Über die Rolle der Frau im Islam und ein grösseres Problem – unter Berücksichtigung eines Textes von al-Ghazali

Immer wieder behaupten Islamapologeten aber vor allem Islamapologetinnen in Fernsehsendungen, dass im Islam Frauen und Männer gleichberechtigt seien und Mohammed respektive der Islam die Frauen befreit habe. Auch moderne Musliminnen und Muslime versuchen den Islam ganz im Sinne der Gleichberechtigung der Geschlechter zu verstehen und zu interpretieren. Sie tun dies jedoch anders als die Islamapologeten auf eine ganz bewusste Art und Weise, indem sie bestimmte Inhalte des Islam nicht praktizieren. Solche Musliminnen und Muslime gibt es durchaus und ihre Zahl ist auch nicht gering. Für sie sind die europäische Aufklärung und der Humanismus die Grenze ihres Islam. Die Apologeten und Apologetinnen hingegen tun teilweise so, wie wenn selbst diese Dinge (ich meine damit die Aufklärung und den Humanismus) vom Islam erfunden worden wären und Frauen und Männer im Islam durchaus gleichberechtigt seien. Wenn dazu noch eine Kopftuchträgerin, die nach den Grundsätzen der Scharia lebt, solche Dinge vor laufender Kamera sagt, wird dies zu einer besonders absurden Szene, insbesondere wenn man etwas genauere Kenntnisse über den Islam hat.

Nachfolgend möchte ich zunächst die berühmte Stelle aus dem Koran, Sure 4:34, zitieren, die den Behauptungen der Islamapologeten und –apologetinnen klar widerspricht. Die Übersetzung stammt von Rudi Paret, womit gesagt werden kann, dass es gegenwärtig keine bessere Übersetzung ins Deutsche gibt als diese, dies natürlich im Sinne davon, wie der Koran von der Tradition verstanden wird und nicht nach Christoph Luxenberg.

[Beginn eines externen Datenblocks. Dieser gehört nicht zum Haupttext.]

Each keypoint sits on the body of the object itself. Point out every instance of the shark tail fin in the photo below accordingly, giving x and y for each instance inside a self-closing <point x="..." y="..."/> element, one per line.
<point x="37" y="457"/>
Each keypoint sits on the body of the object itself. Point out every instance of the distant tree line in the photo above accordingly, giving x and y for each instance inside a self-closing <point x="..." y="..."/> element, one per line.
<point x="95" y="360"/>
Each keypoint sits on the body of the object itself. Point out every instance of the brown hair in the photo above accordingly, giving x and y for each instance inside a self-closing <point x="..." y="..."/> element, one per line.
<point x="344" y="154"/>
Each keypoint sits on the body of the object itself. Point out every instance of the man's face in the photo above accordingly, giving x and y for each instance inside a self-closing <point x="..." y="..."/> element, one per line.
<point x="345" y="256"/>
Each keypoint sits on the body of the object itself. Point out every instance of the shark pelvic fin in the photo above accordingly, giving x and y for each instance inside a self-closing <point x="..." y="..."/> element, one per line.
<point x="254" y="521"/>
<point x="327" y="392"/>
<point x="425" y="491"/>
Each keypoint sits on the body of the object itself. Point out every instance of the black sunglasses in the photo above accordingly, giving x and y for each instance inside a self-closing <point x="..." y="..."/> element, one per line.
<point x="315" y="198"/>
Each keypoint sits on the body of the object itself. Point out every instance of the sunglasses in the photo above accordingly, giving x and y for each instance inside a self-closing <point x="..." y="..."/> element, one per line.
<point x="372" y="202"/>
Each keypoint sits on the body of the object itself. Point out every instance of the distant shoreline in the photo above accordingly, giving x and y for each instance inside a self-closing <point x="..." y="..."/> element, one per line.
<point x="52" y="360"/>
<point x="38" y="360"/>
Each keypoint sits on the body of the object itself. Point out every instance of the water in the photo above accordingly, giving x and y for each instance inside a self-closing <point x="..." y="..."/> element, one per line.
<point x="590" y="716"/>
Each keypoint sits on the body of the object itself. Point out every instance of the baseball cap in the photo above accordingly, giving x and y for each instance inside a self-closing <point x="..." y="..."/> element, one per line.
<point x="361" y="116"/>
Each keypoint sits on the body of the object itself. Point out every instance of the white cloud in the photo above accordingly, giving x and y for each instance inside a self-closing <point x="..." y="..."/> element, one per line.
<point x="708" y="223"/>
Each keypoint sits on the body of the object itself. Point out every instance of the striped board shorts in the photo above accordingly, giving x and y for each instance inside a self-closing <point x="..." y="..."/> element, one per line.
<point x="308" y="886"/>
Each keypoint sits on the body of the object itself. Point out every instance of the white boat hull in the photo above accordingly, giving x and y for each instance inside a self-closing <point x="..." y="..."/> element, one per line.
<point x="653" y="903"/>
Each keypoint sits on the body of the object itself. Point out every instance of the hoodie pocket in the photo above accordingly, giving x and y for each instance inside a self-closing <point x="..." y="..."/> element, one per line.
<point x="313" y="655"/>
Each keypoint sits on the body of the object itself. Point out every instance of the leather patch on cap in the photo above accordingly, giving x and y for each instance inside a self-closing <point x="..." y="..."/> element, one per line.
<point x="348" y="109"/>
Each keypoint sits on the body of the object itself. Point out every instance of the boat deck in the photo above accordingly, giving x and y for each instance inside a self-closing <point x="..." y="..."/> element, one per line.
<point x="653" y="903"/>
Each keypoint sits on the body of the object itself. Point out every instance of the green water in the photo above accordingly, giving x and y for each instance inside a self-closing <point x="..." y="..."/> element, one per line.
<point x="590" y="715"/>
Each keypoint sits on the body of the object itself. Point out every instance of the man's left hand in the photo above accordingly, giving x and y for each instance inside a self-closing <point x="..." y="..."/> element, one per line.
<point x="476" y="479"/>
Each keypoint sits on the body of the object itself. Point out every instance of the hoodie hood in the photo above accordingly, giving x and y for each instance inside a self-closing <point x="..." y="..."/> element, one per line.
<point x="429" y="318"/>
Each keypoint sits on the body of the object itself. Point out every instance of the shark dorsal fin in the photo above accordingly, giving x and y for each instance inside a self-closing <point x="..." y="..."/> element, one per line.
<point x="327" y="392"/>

„Die Männer stehen über (qauwāmūn ʿalā) den Frauen, weil Gott sie (von Natur aus vor diesen) ausgezeichnet hat und wegen der Ausgaben, die sie von ihrem Vermögen (als Morgengabe für die Frauen?) gemacht haben. Und die rechtschaffenen Frauen sind (Gott) demütig ergeben und geben acht auf das, was (den Außenstehenden) verborgen ist, weil Gott (darauf) acht gibt (d.h. weil Gott darum besorgt ist, dass es nicht an die Öffentlichkeit kommt). Und wenn ihr fürchtet, dass (irgendwelche) Frauen sich auflehnen, dann vermahnt sie, meidet sie im Ehebett und schlagt sie (wa-dribū-hunna)! Wenn Sie euch (daraufhin wieder) gehorchen, dann unternehmt (weiter) nichts gegen sie! Gott ist erhaben und groß.“

Im ersten Teil dieser Koranstelle wird klar die Überordnung des Mannes gegenüber der Frau festgelegt. Dies steht einerseits wortwörtlich dort und ferner entspricht diese Interpretation auch der Meinung der Tradition. Darüber hinaus ist dies die praktizierte Realität in der islamischen Welt.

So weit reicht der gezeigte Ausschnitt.